Fisher Tank Co. president Leo Pasini describes tank building as "a tough business, a basic, U.S., old industry." In the 52 years Fisher Tank has been in the business of maintaining and building steel tanks for water, chemical and petrochemical-product storage, construction advances have been few. The most notable was the invention of automatic arc welders that travel around a tank to make horizontal welds. Vertical welds are still done by hand (stick welding). The use of rivets was phased out in the mid-1940s, just prior to Fisher Tank's formation as a provider of much-needed post-war tank-maintenance services.

Otherwise, the physical process of assembling a tank is much the way it was 100 years ago: Sheets are cut from steel plates of varying thicknesses and, like sections of a ship's hull, curved to match the desired tank diameter. Other components - fixed and floating roofs, top and bottom rings, man-ways, vents, ladders, hatches, stairways and others - are custom-made by hand and heavy machinery. All parts are trucked to the erection site, where a field crew assembles the tank.

Field crews usually include eight to 10 men - boilermakers by trade, but referred to as "tankees" for their special skills - who work four 10-hour days. They arrive with all construction material they need in a 40-ft. mobile work trailer and an open flatbed trailer.
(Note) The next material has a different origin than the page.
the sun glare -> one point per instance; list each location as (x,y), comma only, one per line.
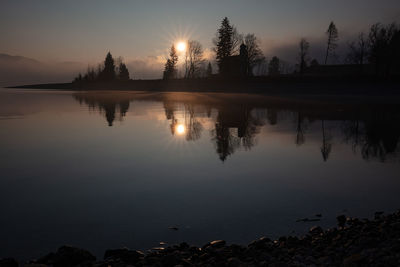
(181,46)
(180,129)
Materials include a diesel generator, welding units and supplies, electric cables, safety equipment, hand tools, scaffolding and an assortment of standard parts. A crane is rented and construction begins, usually on a previously prepared concrete foundation.
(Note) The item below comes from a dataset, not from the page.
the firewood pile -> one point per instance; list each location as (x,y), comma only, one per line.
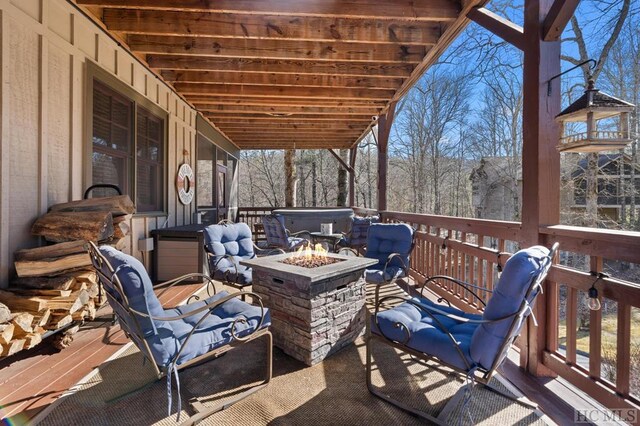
(56,285)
Virtually all modern chemical and petrochemical tanks use a false bottom to allow leak-detection equipment to be placed underneath. This is typically constructed first, then steel side sheets are lifted into place around it by the crane, guided by the crew foreman. As sections are completed, they are tack-welded into place, then permanently welded horizontally by the automatic welder and vertically by hand. As levels rise, scaffolding is constructed on the inside of the tank by the crew. This is accomplished by welding temporary brackets on the inside of the shell pieces before they are put in place. Scaffold supports are slipped into the brackets from inside the tank, and heavy, 12-ft. wooden planks are placed on top. From the scaffolding, the foreman guides remaining shell sheets into place, and welding is completed. A roof is constructed last. Painting and other final surface preparation is usually sub-contracted.

Fisher Tank's assistant safety director Cory Evans calls tank building "one of the hardest jobs in the country." This is especially true in summertime, he says, when "you're actually standing on a frying pan with leathers on," totally cut off from cooling breezes.
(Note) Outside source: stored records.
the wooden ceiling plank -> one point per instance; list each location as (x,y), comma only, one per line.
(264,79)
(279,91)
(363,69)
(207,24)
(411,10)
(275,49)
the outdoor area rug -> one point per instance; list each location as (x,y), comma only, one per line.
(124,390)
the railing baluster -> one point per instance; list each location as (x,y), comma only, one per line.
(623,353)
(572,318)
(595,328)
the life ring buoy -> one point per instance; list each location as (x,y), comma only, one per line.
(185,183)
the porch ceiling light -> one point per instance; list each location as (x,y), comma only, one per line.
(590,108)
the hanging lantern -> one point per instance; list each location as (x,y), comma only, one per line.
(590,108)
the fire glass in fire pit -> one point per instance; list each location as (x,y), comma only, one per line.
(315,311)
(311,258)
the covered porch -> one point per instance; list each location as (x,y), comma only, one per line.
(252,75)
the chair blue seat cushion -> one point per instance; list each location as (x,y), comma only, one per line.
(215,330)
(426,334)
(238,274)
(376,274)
As a niche manufacturer, Fisher Tank only builds flat-bottom, above-ground steel tanks - nothing underground, and nothing constructed from other materials (such as fiberglass or concrete). In Fisher's market area (all states east of the Mississippi) tank maintenance accounts for most of the company's work in Northeastern states, while new construction dominates in other areas. Its two offices - Chester, PA, and Lexington, SC - are strategically located to support both functions. Much of the maintenance work Fisher conducts involves retrofitting and updating older petrochemical storage tanks to meet state and federal regulations that require leak-detection systems. Much of its new-construction business involves building water tanks and standpipes for growing communities in the Southeast and Midwest.